In recent months, he has escalated his attacks on Covid mandates in particular. And he is using his sweeping anti-vax pledge as a wedge issue against Robert F. Kennedy Jr., another notorious vaccine skeptic. In a recent video posted on his Truth Social platform, Trump denounced Kennedy for being insufficiently hostile to vaccines.

“So, Republicans,” Trump said, “get it out of your mind that you’re going to vote for this guy because he’s conservative. He’s not. And by the way, he said the other night that vaccines are fine. He said it on a show, a television show, that vaccines are fine. He’s all for them. And that’s what he said. And for those of you that want to vote because you think he’s an anti-vaxxer, he’s not really an anti-vaxxer.”

As Trump ramps up his anti-vaccine rhetoric, he is pushing the opposition of vaccines away from the fringe and toward the center of the culture wars. The danger is that, in doing so, he could turn opposition to vaccine mandates more broadly into the same kind of litmus test for the right as hostility to mask mandates and other Covid-era restrictions.

Indeed, there are already warning signs at the state and local level. Measles is making a modest comeback in states like Florida. After an outbreak in a school near Miami, Gov. Ron DeSantis’s handpicked surgeon general, Joseph Ladapo, declared that unvaccinated children could still attend school. In 2023, Ladapo also recommended against the Covid-19 mRNA vaccines for young males between the ages of 18 and 39.

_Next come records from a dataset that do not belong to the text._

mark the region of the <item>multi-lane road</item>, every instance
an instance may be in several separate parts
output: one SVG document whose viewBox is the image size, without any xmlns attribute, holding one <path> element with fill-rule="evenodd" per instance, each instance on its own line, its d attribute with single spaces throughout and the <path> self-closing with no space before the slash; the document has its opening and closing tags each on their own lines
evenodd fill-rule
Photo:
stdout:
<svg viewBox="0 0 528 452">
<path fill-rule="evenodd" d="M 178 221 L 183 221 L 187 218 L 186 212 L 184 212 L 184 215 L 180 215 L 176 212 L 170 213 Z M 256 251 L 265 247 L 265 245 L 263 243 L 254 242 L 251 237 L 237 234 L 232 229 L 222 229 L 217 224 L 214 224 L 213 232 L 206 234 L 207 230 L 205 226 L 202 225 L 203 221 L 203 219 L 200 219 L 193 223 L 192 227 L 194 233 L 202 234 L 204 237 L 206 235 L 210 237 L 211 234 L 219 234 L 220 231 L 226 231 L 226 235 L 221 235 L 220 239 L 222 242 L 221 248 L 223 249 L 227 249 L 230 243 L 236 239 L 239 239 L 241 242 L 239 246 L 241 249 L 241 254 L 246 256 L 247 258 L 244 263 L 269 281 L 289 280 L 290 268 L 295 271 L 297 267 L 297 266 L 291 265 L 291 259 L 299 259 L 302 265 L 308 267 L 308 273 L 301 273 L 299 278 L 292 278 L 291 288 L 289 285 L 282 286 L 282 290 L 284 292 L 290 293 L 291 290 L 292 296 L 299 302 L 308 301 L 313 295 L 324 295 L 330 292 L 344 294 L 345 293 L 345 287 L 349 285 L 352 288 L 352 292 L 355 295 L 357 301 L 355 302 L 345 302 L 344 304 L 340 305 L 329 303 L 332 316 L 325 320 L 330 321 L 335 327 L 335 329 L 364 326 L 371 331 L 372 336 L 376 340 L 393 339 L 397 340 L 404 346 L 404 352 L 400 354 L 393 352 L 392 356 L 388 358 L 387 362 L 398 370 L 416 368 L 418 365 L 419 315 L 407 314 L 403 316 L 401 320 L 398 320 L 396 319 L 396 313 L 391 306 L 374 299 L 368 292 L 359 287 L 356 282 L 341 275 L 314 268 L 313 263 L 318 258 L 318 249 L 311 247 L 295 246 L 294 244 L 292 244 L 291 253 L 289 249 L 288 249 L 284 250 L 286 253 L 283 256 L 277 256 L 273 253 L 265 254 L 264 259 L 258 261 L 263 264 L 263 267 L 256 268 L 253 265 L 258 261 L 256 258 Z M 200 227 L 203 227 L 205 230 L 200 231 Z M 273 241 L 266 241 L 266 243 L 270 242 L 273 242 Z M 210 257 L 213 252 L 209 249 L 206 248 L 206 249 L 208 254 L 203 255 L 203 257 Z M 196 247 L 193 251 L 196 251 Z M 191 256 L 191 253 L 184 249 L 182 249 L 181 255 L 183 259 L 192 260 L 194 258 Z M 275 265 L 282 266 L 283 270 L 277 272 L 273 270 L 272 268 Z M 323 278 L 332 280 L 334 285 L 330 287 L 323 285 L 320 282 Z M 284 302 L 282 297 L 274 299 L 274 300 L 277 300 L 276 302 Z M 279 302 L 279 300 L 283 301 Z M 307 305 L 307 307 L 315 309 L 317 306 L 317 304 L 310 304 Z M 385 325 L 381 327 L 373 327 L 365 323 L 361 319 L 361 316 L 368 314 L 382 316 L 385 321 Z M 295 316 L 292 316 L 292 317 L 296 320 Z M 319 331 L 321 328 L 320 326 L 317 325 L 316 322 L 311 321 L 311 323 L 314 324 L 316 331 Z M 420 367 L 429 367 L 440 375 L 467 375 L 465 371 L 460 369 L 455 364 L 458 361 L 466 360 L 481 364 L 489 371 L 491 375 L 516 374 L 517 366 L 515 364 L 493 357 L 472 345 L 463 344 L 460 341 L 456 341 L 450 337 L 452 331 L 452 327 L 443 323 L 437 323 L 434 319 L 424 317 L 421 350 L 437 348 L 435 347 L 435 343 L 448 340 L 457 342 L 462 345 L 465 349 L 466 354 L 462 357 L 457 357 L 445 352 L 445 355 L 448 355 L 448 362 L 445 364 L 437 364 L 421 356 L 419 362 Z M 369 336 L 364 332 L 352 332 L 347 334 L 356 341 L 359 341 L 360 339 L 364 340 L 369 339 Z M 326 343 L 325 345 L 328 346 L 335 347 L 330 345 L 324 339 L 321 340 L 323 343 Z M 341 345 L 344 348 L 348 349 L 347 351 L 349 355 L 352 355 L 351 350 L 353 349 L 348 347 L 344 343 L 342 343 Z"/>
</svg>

This may just be the tip of a new reactionary anti-vax push. Legislation has been proposed in state legislatures across the country that could limit the use of vaccines for measles, polio and meningitis, often in the name of parental or religious rights. A bill pending in Louisiana would require schools to proactively inform parents of their rights to opt out of the mandates. “We’re against the government telling us what to do with our own bodies,” the legislation’s author, GOP Rep. Kathy Edmonston, insists.

The Republican Legislature in West Virginia passed a bill that would have exempted students attending private, parochial and virtual schools from the mandates. (It was vetoed by GOP Gov. Jim Justice.) Mississippi has seen a dramatic spike in the number of students claiming religious exemptions. In Wisconsin, Democratic Gov. Tony Evers vetoed legislation that would have required public universities and colleges to provide exemptions "for reasons of health, religion, or personal conviction."

Of course, even a Trump-inspired cutoff of federal aid would not mean the end of vaccine mandates writ large. States and local communities could still choose to continue protecting children from infectious diseases with the strategy that has proven effective for decades.

But the risk of Trump’s threat is very real, and the toll could be measured in the lives of America's children. In 2024, that needs to be taken both literally and seriously.